Ejderhanın işiydi bu, biliyordum.
Bu seferki kavga bitmek bilmemişti bir türlü. Durdurmaya gücü yetmemişti ablamın. Gücü yetmedikçe yorulmuş, yoruldukça öfkelenmiş, öfkesini kuytusundan çıkarıp boşluğa salmış, son çare olarak da elma tabağında duran meyve bıçağıyla kollarını çizmiş, kendini işaretlemişti attığı çiziklerle, işte burası! işte burası! der gibi. Kimse anlamamıştı. Oysa her zamanki günlerden biriydi, belki yine bir filme dalınır , çay içilir, gülüşülürdü. Bunca şeyi ne ara biriktirmiş, nasıl bu kadar boğulmuştu, sanırdım ki bu bizim rutinimiz, ve ben hep o su birikintisinde kayığını yüzdüren manzaradaki çocuğum. Değilmiş. Babamın elindeki bıçağı almak için ablama doğru uçtuğu sahneyi hiçbir fantastik filmde izlemedim, ya da en çok bunu izledim. Ambulans sesi, eve doluşan komşular, polisler, her şey hızlıca akıp geçmişti evimizin kıyısından.
Yataklarımız karşılıklıydı ablamla. Geceleri uyumadan önce saatlerce sohbet eder, izlediğimiz filmlerdeki en sevdiğimiz sahneleri heyecanla anlatır, annemle babamın taklidini yapar, eğlendirerek uykuya bırakırdı beni. Üniversite hayalinden bahsederdi, mutlaka kazanmalıydı, bu sefer olmalıydı. Ne istediğini bilmiyordu aslında, buradan gideyim de önemli değil, diyordu, iş bulur çalışırım.

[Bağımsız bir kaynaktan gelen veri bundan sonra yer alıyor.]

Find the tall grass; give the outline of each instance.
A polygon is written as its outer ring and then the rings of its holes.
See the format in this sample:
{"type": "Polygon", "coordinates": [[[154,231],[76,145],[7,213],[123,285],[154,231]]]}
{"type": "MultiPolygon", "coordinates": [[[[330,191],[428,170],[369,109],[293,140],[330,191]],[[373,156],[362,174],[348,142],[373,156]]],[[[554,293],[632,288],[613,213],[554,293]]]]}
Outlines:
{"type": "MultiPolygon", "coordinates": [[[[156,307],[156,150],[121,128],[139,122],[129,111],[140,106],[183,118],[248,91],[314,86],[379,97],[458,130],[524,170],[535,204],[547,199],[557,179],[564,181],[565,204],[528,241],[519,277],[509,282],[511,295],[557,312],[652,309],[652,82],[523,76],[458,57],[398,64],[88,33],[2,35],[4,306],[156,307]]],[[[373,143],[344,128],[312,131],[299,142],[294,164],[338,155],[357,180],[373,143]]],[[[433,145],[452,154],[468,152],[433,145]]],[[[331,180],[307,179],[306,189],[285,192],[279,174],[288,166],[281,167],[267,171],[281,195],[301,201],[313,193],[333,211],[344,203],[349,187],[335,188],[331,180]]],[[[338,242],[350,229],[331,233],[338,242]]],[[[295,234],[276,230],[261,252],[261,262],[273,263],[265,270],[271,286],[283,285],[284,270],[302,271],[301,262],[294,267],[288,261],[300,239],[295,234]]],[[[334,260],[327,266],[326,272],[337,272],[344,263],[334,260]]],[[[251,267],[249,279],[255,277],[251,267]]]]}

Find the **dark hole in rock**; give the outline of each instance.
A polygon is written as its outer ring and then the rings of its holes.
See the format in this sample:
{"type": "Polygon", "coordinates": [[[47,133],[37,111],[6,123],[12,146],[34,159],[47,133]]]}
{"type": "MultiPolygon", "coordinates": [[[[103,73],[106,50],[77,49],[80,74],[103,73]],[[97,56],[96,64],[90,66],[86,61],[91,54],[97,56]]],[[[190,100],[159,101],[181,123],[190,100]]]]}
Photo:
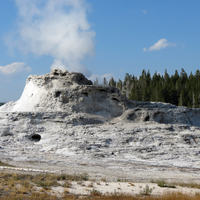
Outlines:
{"type": "Polygon", "coordinates": [[[135,118],[136,118],[135,113],[132,113],[127,117],[128,120],[134,120],[135,118]]]}
{"type": "Polygon", "coordinates": [[[111,92],[111,93],[115,93],[115,90],[112,89],[110,92],[111,92]]]}
{"type": "Polygon", "coordinates": [[[144,121],[145,121],[145,122],[149,121],[149,116],[146,116],[146,117],[144,118],[144,121]]]}
{"type": "Polygon", "coordinates": [[[99,92],[106,92],[105,89],[99,89],[99,92]]]}
{"type": "Polygon", "coordinates": [[[61,92],[60,92],[60,91],[56,92],[56,97],[59,97],[59,96],[60,96],[60,94],[61,94],[61,92]]]}
{"type": "Polygon", "coordinates": [[[39,134],[34,134],[34,135],[31,136],[31,139],[34,142],[39,142],[41,140],[41,136],[39,134]]]}
{"type": "Polygon", "coordinates": [[[116,102],[120,102],[118,99],[116,98],[112,98],[113,101],[116,101],[116,102]]]}

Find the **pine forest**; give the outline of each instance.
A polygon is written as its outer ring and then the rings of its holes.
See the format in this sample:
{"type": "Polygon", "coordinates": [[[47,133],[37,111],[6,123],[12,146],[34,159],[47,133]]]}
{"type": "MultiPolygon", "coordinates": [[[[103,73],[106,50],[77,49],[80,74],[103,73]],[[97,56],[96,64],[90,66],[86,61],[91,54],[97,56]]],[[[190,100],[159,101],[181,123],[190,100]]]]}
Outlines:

Canım sıkılırdı ayrılacağımızı düşününce, bunu hissettiği an, ‘seni hiç unutur muyum ufaklık,’ der, gönlümü alırdı.
O sabahtan sonra bir daha hiç konuştuğunu duymadım ablamın. Geceleri çarçabuk yatağa girer, hemencecik uykuya dalardı, oysa hiç sevmezdi uykuyu. Sebebinin kullandığı ilaçlar olduğunu çok sonra anladım.
Uzun süre incecik sırtından aşağıya akan saçlarını izledim. Tatlı rüyalar diledim her gece inatla, duymadı, günaydınlarıma aldırmadı. Televizyona boş boş baktı. Hiçbir kavgaya karışmadı, hiçbir gülüşmeyi başlatmadı, ne uzun bacaklarını savurdu evi korumak için, ne de Dodo’nun dökülen tüylerini topladı yerlerden.
Saçını kestirdi. Bir süre sonra da odalarımız ayrıldı.